Imagine se o mundo fosse contaminado por uma epidemia de sinceridade e que durante uma semana as pessoas falassem todas as pequenas verdades indizíveis que lhe viessem a cabeça? Desde coisas bestas do tipo “é, realmente tu tá muito gorda e essa roupa não cai bem” e “amiga, escova melhor os dentes porque tu tá com um bafo mortal” até verdades mais delicadas, como “brother,eu confesso que eu comi a tua namorada ano passado”, “querida sogra, tu és mesmo uma megera” ou mesmo aquela facada no coração com “amor, eu tenho uma amante gostosinha com a metade da tua idade!”.
Quantas famílias desfeitas. Quantas amizades despedaçadas. Quantas relações fragilizadas pela sinceridade!
Mas peraí. Desde pequenininho a gente aprende que é honroso ser honesto, sincero. Que a sinceridade constrói um mundo melhor e que devemos usar esta característica para com as pessoas que amamos. Que sinceridade é sinônimo de confiança e que é melhor que a mentira, ocultação e todas essas coisas.
É, mas o que esquecem de ensinar é como ser sincero, já que nem todo mundo está preparado pra ouvir uma verdade e nem pra dizer uma verdade sem precisar ferir.
A sinceridade é ambígua. Dependendo do jeito que a coisa for dita pode descair na indiscrição ou até mesmo no egoísmo. Discussões sobre o limite da sinceridade são muito delicadas. Apontar a dupla face do ato de ser sincero pode parecer uma justificativa plausível para mentir, omitir, etc. Mas atire a primeira pedra os 'poços de sinceridade' que volta e meia omitem alguma opinião pra evitar uma saia justa.

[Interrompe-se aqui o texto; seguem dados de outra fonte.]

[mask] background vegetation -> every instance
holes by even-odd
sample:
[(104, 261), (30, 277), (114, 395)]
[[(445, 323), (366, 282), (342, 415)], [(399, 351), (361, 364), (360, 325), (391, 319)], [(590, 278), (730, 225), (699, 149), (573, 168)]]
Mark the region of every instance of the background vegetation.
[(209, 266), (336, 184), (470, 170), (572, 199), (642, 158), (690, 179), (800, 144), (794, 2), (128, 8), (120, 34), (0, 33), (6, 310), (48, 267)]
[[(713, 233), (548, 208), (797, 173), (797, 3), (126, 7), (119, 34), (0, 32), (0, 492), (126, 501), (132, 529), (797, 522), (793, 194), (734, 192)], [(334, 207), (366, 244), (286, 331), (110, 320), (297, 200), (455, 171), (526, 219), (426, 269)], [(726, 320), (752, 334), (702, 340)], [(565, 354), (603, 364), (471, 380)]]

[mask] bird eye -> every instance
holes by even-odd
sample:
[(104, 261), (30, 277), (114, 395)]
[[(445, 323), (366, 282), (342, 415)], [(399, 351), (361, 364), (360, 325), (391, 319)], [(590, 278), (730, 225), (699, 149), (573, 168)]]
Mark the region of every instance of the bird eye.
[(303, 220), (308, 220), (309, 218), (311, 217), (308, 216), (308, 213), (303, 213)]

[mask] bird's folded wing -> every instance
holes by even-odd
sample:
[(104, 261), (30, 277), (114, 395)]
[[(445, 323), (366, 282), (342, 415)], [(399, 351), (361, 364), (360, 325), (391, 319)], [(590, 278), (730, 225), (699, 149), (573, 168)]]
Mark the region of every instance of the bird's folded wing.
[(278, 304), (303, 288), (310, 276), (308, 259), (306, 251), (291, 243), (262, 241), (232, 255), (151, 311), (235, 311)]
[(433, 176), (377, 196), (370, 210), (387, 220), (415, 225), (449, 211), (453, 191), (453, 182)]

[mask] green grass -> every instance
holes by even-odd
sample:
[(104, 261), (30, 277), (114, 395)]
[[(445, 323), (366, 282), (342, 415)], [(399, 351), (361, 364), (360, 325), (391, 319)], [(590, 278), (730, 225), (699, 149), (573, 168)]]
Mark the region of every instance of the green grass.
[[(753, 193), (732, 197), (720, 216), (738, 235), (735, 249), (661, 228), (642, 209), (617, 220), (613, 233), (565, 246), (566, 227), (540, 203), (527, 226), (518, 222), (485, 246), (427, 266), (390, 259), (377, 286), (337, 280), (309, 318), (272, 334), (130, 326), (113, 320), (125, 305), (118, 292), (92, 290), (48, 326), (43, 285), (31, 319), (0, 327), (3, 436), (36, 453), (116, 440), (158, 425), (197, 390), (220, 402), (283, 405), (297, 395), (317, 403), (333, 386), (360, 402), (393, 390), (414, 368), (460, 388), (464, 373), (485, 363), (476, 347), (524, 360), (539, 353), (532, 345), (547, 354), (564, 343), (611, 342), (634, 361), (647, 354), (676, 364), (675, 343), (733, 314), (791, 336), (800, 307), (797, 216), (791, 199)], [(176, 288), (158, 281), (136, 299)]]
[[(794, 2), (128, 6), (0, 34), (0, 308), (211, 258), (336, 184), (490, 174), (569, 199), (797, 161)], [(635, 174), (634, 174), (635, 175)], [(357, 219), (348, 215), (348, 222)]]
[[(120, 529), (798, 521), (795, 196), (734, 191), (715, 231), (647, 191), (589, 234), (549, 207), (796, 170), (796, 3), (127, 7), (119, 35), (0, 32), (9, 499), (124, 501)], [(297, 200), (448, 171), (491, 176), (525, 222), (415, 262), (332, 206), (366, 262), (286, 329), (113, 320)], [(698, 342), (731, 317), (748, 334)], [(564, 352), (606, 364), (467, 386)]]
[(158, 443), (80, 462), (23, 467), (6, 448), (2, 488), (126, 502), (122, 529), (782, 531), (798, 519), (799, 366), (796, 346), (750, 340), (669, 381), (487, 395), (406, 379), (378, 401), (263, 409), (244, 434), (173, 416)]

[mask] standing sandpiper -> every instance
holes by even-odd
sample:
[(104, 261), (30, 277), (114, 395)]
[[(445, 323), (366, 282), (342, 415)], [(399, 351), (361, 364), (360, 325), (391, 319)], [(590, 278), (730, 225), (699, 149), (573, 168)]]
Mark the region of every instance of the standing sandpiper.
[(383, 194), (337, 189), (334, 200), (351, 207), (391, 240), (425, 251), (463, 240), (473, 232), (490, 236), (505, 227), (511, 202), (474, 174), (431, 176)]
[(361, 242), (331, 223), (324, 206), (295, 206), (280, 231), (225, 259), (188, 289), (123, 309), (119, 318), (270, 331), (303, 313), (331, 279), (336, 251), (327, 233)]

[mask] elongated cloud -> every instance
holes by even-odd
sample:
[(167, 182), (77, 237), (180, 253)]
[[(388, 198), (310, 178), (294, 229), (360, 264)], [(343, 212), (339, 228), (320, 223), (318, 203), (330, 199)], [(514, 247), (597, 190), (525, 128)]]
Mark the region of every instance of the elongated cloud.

Tanto quem mente quanto quem é verdadeiro conhece o peso e as conseqüências que a falta e o excesso de sinceridade podem trazer. Carregam a verdade oculta sobre a sinceridade dentro de si. Verdade que torna a própria sinceridade contraditória.
Ah, aquelas pequenas verdades que não se contam! Seja para não criar mal estar ou não se constranger. Belo dia eu resolvi quebrar o tabu e testar o limite da sinceridade. Não era nada de espetacular, coisa pequena, mas que exigia certa coragem para ser dita. Foi no tempo de um suspiro. Tudo estava dito. Nem doeu tanto assim, a não ser pelo meu final de semana que foi por água abaixo.
Depois a burrada da sinceridade, me senti uma idiota. Mais tarde constatei: o ato de ser sincero é como uma descarga de tensão. O indivíduo joga o pepino pra cima do outro e espera que ele entenda numa boa e o ovacione pelo ato heróico de ter sido sincero. E depois da coisa dita, ainda mais quando é coisa besta, a gente vê quão desnecessário ter dito aquela verdadinha. Não estou dizendo aqui que eu sou a favor da desonestidade, olha lá. É só que pequenas verdades talvez não necessitem virar uma tragédia grega. Elas podem brotar naturalmente sem parecer ser algo extraordinário.
Quanto as grandes verdades, eu não sei. O ideal mesmo era nem por os pés em uma situação absurda de mentira. Pra tentar se limpar depois é difícil. E a verdade não vem em forma de alivio pra quem diz, como nas pequenas verdades. Dependendo do que for e como for dito, essa grande verdade pode causa muita dor ao outro, se tornando apenas um ato de egoísmo de quem foi sincero.
Seria ótimo se a sinceridade não fosse ambígua. Evitaria que a gente vivesse envolto em meias verdades e mentiras sinceras. Melhor ainda seria se as pessoas se compreendessem melhor, que não deixassem um ato, um sentimento ou uma observação se tornarem algo maiores do que suas próprias pernas para enfim compartilhar com o outro. Mas já que as coisas não são bem assim, antes que o mundo- e se o mundo um dia- for 'assolado' pela epidemia da sinceridade é bom que as pessoas aprendam a dizer a verdade da melhor maneira possível.